1. Help Center
  2. Training Text Models

3. Data Preparation

Transcribe at least 25 pages before training a Text Recognition model: these pages will be the data (Ground Truth) on which the model will train itself and learn to recognise a new script


Before starting the training of a Text Recognition model, you need to prepare the Ground Truth data, i.e. the images and the corresponding accurate transcriptions on which the model will learn. 

Ground Truth is a term used in Machine Learning. In Transkribus, it is used to indicate the images and the corresponding transcriptions used to train the Artificial Intelligence. The transcriptions should be as accurate as possible because any mistake in the Ground Truth will train the model to learn something wrong. 

Depending on the type of material and the number of hands, between 5,000 and 15,000 words (around 25-75 pages) of transcribed material are required to start. In general, the neural networks of the Text Recognition engine learn quickly: the more training data they have, the better the results will be.

If you are working on printed material, 5,000 words should be sufficient to achieve a good Character Error Rate.

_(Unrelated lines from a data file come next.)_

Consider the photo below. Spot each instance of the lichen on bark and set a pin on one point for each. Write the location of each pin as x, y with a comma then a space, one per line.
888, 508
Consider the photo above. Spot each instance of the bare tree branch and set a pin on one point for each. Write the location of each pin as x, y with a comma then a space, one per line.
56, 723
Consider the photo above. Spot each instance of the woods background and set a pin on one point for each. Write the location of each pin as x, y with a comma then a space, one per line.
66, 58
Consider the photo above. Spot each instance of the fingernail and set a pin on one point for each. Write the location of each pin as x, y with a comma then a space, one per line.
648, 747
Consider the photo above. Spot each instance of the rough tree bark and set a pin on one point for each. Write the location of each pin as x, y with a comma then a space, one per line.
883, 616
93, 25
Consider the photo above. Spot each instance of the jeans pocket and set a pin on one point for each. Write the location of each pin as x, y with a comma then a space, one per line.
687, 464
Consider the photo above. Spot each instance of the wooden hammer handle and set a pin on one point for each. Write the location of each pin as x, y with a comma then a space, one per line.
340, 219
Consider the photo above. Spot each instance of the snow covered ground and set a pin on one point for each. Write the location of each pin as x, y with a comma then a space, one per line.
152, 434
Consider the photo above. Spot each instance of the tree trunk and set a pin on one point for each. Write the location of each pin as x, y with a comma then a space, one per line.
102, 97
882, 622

In the case of handwritten documents, our advice is to train the model on at least 10,000 words for each hand. Models trained on a large training data (more than 100,000 words) comprising many hands from the same period and region should be capable of recognising hands not seen in any way during the training: the results, however, will probably be somewhat worse than the Character Error Rate (which is measured on the Validation Data).

The Ground Truth should include examples of all the scripts that you want your model to be able to transcribe. It is possible to train models capable of recognising two or more hands, languages, types of writing or alphabets at the same time: however, all these variants must be present in a representative manner in the Ground Truth.

The pages to include in the Ground Truth are, therefore, important because they will affect the effectiveness of the model. For instance, if you want to train a model that recognises the hands of three different writers, you will have to transcribe about 10,000 words for each writer. In the case of a writer whose handwriting changed over time, the Ground Truth should comprise pages written over various years that are representative of the changes.

To create the Ground Truth, there are two ways:

  1. Manually:
    Run the Layout Recognition on the pages to be included in the Ground Truth and transcribe them accurately, as explained on the Transcribing Manually page. Then save them as Ground Truth.

  2. Partly automatically, partly manually:
    If there is a Text Recognition model that works sufficiently well on your documents, but you would like to train a more accurate one, you can first run the model on your documents, as explained on this page. Correct, then, manually the automatically generated transcriptions and save them as Ground Truth.

In both cases, it is important that the Ground Truth transcriptions are as accurate and correct as possible and that you are consistent with your editorial choices.

Conventions

The most common approach is creating a consistent transcript that accurately represents what you read in your document, including errors and punctuation. This is the case of a diplomatic transcription: combining words, upper and lower cases, superscripts and subscripts, and punctuation marks are all transcribed as they appear in the document. The advantage of this approach is a strong model that will exactly transcribe what is shown in the image.

However, the neural networks could learn, to a certain extent, to apply our transcription conventions. If the conventions are consistently adopted in all our transcriptions, and the Ground Truth is large enough, the model could learn to separate words that appear combined in the documents, normalise historical spelling, transcribe superscripts and subscripts as in line with the rest of the text, and solve abbreviations (see the next point).

In particular:

  • Diacritical characters (e.g. accents, circumflexes, cedillas, hyphens, tildes): it depends on you if you want the Text Recognition model to make a diplomatic transcription or normalise words according to modern orthography. Both approaches are fine; you just need to choose one and be consistent.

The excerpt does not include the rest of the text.